Agreed, and thanks for the suggestion. In general, I find it difficult 
to stay silent when I witness situations like the following:

   - Thomas Reinhardt having to do "a little digging" to determine which 
JAR files are platform independent, when reproducible builds makes that 
self-evident because they're identical no matter which platform built them.

   - Reviewers having to figure out which refactoring might cause a 
change in the compiled output, when reproducible builds lets them make 
that distinction immediately.

   - Developers having to be timid and unsure about changes to our build 
system, when reproducible builds allows them be fearless and certain, 
even with radical changes.

At a minimum, a reproducible build is a tool that makes some formerly 
difficult tasks easy. At best, a reproducible build is a superpower that 
reveals old bugs otherwise impossible to find.[1] Somewhere in the 
middle, it gives us our best chance to detect the supply-chain attacks 
that threaten a world increasingly dependent on software.

> The majority of potential issues I see are on niche platforms with niche usecases.
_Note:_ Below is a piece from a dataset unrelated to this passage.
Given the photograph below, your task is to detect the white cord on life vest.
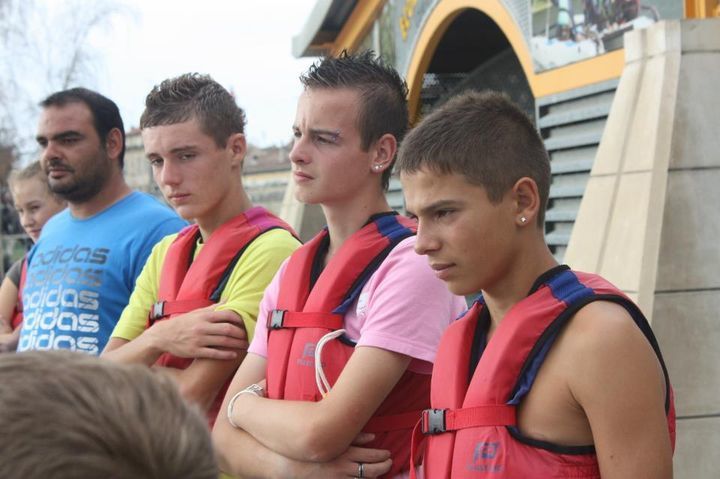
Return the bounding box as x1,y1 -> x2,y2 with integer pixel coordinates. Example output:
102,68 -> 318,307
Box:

Creating reproducible builds for all these platforms sounds extremely difficult to me, but I'd like to be proven wrong.

That would be difficult, but that's not what we're doing. The goal is 
not to make, for example, builds by Oracle and Gluon identical, nor 
builds on Ubuntu 18.04, Ubuntu 20.04, and Raspberry Pi OS identical. The 
goal is to allow each published build to be separately reproducible 
using the same dependencies as the original build. So those 
niche-platform corner cases are just additional builds, each one 
reproducible in its own unique environment.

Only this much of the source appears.